Oct. 8 (Bloomberg) -- Fiat SpA, the Italian carmaker which controls Chrysler Group LLC, fell in Milan trading after a newspaper report that the country’s market regulator is investigating the size and purpose of the company’s cash pile.
Fiat fell as much as 4 percent, the worst performer both in Italy’s benchmark FTSE MIB Index and in Bloomberg’s Europe Autos Index. The stock was declining 3.4 percent at 2:18 p.m., giving the company a market value of 5.4 billion euros ($7 billion).
Market regulator Consob is investigating the size and the use of Fiat’s cash, Italian daily Il Messaggero reported today, without citing anyone. A Consob spokesman declined to comment. Fiat, based in Turin, said in a statement that it’s not “aware” of any investigation by Consob on alleged irregularities of its cash position,
The Italian carmaker’s total available liquidity rose to 22.7 billion euros at the end of the second quarter from 21.4 billion euros at the end of March. Chief Executive Officer Sergio Marchionne said on a conference call with analysts July 31 that he wants to keep an “abnormally high” level of liquidity “in the foreseeable future” to weather the crisis in Europe.
“We regularly receive information requests from Consob, including on cash,” Fiat said today. “Any insinuation that Fiat doesn’t have the cash declared in its financial publications is false.”
Marchionne said July 31 that Fiat will wait for “some clarity and some resolution” of Europe’s debt crisis, which is compounding slumping car sales, before bringing cash to normal levels.
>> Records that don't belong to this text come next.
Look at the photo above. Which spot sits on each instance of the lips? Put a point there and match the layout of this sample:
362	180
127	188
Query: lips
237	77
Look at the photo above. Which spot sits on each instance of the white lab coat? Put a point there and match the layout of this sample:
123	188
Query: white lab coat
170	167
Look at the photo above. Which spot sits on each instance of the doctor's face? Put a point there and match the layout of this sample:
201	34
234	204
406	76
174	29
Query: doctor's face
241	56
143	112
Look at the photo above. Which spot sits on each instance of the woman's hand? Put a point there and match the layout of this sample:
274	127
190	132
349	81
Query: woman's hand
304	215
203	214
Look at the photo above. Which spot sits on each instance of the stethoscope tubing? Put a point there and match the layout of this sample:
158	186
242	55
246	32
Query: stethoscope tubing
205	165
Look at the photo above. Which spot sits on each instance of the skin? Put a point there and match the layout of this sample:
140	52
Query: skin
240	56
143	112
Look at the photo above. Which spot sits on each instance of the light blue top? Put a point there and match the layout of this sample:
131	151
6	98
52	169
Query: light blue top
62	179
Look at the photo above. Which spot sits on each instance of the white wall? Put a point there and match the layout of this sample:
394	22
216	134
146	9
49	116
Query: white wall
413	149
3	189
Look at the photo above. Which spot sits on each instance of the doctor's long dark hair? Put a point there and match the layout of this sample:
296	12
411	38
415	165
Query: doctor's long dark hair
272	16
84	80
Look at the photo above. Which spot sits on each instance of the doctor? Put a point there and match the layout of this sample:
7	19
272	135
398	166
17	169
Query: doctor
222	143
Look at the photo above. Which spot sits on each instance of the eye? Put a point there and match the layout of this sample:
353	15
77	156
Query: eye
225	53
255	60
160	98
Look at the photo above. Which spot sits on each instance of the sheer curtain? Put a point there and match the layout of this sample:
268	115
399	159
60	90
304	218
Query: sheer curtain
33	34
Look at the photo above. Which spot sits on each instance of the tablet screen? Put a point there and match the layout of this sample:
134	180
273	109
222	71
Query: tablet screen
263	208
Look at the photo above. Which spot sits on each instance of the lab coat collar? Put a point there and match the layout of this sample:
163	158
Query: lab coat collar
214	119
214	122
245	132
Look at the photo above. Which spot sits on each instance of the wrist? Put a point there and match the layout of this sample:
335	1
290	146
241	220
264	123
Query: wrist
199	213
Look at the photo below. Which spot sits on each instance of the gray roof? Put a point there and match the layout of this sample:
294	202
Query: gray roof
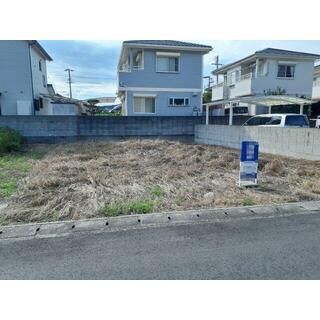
36	44
167	43
268	51
286	52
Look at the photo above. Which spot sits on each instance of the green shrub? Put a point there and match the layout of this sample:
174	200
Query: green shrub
248	202
10	140
157	191
138	206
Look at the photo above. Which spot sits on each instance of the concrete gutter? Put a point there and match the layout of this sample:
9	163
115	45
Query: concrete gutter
112	224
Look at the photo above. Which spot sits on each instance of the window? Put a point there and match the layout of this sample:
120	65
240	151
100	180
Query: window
167	63
178	102
144	105
286	71
36	104
40	103
138	60
297	121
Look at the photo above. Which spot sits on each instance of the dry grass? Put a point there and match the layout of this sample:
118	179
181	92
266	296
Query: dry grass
88	179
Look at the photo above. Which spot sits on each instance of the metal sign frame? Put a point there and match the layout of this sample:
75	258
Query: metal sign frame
249	157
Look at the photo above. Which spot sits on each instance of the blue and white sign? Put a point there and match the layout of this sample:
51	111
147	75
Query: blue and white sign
249	157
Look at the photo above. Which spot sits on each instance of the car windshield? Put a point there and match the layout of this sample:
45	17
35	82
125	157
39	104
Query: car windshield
274	121
298	120
258	121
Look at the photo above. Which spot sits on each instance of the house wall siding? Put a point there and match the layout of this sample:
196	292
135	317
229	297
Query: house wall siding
300	85
15	75
162	101
190	75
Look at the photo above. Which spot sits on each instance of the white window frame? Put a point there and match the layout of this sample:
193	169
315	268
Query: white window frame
179	106
145	96
168	55
286	65
142	59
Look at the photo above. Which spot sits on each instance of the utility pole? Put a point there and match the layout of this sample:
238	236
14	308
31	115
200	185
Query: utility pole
69	81
217	65
209	80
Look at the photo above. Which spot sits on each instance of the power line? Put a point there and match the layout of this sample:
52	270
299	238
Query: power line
69	80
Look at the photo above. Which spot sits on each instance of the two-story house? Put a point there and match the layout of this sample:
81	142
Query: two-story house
23	78
161	77
266	72
316	84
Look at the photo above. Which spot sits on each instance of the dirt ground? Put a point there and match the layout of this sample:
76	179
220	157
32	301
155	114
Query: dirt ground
96	178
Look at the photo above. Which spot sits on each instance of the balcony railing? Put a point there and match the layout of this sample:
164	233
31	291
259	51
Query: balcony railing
127	68
124	68
316	83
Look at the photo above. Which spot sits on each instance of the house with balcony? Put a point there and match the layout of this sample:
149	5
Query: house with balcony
267	72
161	77
23	78
316	84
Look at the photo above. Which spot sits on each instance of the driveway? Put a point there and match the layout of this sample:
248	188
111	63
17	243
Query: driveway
286	247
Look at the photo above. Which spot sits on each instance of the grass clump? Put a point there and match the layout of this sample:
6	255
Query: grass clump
15	162
157	191
7	187
10	140
134	207
248	202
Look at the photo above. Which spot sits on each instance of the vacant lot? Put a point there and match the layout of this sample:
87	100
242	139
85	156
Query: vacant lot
98	178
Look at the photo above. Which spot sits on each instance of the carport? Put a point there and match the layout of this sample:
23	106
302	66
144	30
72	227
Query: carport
268	101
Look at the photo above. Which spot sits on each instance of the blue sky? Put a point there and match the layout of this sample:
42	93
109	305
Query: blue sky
95	62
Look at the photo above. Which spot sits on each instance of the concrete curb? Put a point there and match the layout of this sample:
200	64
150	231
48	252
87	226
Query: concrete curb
52	229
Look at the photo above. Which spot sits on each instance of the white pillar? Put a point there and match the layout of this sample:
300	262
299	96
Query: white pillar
301	108
257	68
230	114
207	114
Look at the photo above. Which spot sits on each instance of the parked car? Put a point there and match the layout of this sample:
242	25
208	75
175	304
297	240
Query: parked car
278	120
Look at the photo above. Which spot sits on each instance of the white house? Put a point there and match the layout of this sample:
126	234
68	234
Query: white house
316	84
266	72
23	78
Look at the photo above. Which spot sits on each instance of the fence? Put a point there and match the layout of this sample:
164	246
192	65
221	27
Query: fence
294	142
55	128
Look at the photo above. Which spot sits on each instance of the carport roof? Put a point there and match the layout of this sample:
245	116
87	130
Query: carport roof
271	100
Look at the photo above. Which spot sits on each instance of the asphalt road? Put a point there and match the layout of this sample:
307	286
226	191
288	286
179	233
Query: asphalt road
261	248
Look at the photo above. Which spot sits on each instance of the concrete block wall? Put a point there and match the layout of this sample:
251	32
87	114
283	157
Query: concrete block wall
300	143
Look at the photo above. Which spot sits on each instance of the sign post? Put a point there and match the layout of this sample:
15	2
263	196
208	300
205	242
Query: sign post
249	157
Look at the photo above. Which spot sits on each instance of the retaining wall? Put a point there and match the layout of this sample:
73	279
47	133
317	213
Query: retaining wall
301	143
56	128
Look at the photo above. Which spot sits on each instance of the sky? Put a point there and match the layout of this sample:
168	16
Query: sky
95	62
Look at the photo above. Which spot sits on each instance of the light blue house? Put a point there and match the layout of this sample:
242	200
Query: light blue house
161	77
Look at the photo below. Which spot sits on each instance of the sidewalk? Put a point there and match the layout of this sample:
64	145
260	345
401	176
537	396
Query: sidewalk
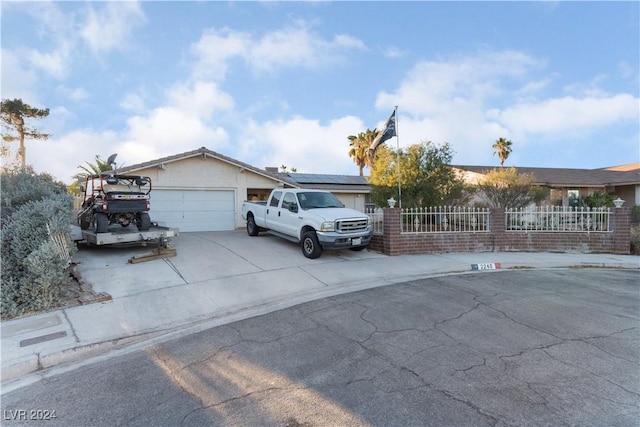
213	281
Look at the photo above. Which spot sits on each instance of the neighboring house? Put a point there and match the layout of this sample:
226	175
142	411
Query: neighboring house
202	190
568	185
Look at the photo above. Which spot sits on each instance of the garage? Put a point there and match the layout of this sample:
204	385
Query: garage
194	210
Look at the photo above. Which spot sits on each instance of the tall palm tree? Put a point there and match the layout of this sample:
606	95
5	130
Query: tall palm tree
359	148
502	148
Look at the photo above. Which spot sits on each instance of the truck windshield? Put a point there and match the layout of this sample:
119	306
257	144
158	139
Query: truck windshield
317	199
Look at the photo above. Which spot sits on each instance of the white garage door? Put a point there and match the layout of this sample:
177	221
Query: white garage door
194	210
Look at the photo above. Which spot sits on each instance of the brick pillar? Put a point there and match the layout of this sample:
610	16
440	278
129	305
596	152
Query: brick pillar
497	224
391	231
621	230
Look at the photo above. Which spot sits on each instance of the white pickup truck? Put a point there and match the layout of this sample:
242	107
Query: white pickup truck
315	219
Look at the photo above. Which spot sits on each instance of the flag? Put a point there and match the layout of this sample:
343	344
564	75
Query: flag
387	132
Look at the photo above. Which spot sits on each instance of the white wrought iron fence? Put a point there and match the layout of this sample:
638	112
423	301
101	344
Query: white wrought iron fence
445	219
377	219
558	218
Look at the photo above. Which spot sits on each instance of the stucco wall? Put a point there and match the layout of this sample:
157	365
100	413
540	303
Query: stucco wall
207	174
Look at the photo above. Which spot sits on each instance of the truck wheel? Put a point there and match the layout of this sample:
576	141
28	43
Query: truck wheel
101	223
145	221
252	228
310	246
85	221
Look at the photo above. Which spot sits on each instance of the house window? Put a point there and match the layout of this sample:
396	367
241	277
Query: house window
574	197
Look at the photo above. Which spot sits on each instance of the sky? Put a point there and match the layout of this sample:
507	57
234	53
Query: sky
285	83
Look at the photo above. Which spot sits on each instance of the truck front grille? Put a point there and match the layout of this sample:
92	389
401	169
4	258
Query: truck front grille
351	225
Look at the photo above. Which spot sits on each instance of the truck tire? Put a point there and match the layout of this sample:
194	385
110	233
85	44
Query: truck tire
252	228
310	246
145	221
101	223
85	221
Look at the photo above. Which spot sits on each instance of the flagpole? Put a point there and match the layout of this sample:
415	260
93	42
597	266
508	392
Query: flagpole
395	112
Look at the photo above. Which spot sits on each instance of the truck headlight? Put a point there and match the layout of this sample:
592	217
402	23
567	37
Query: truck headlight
328	226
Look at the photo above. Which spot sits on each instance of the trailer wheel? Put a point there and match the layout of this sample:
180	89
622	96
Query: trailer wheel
101	223
310	246
145	221
252	228
85	221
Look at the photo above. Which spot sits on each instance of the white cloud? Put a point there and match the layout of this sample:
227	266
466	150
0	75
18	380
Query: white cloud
569	114
17	81
133	102
214	49
200	99
303	143
61	154
75	94
111	26
298	47
289	47
167	131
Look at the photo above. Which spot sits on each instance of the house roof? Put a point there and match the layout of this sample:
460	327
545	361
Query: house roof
336	183
559	177
203	151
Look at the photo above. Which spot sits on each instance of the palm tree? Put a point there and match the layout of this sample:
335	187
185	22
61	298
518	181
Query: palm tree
359	148
502	148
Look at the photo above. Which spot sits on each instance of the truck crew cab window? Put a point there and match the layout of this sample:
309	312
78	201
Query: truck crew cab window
289	201
275	198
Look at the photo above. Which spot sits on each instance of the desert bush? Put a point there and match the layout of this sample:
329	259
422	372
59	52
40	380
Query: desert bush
34	268
22	185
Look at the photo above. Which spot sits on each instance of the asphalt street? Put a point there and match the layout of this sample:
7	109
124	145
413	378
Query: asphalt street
512	347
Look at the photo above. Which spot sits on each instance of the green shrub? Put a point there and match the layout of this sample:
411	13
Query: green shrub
34	267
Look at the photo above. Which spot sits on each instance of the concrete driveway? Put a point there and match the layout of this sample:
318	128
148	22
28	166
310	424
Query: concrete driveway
543	347
217	278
The executive, who plans to combine the two manufacturers to boost sales to more than 100 billion euros by 2014, is relying on profit from Auburn Hills, Michigan-based Chrysler as Fiat struggles to end losses in Europe.
Marchionne has said that Fiat may use its cash to finance the acquisition of the remaining stake in Chrysler. Fiat now owns 58.5 percent of Chrysler. Marchionne said in a speech Sept. 24 that Consob sent 19 letters to Fiat from April 2010 to October 2011 to get financial details of Fiat’s investments in Italy, which prompted the carmaker to suspend any communication on the so-called Fabbrica Italia plan.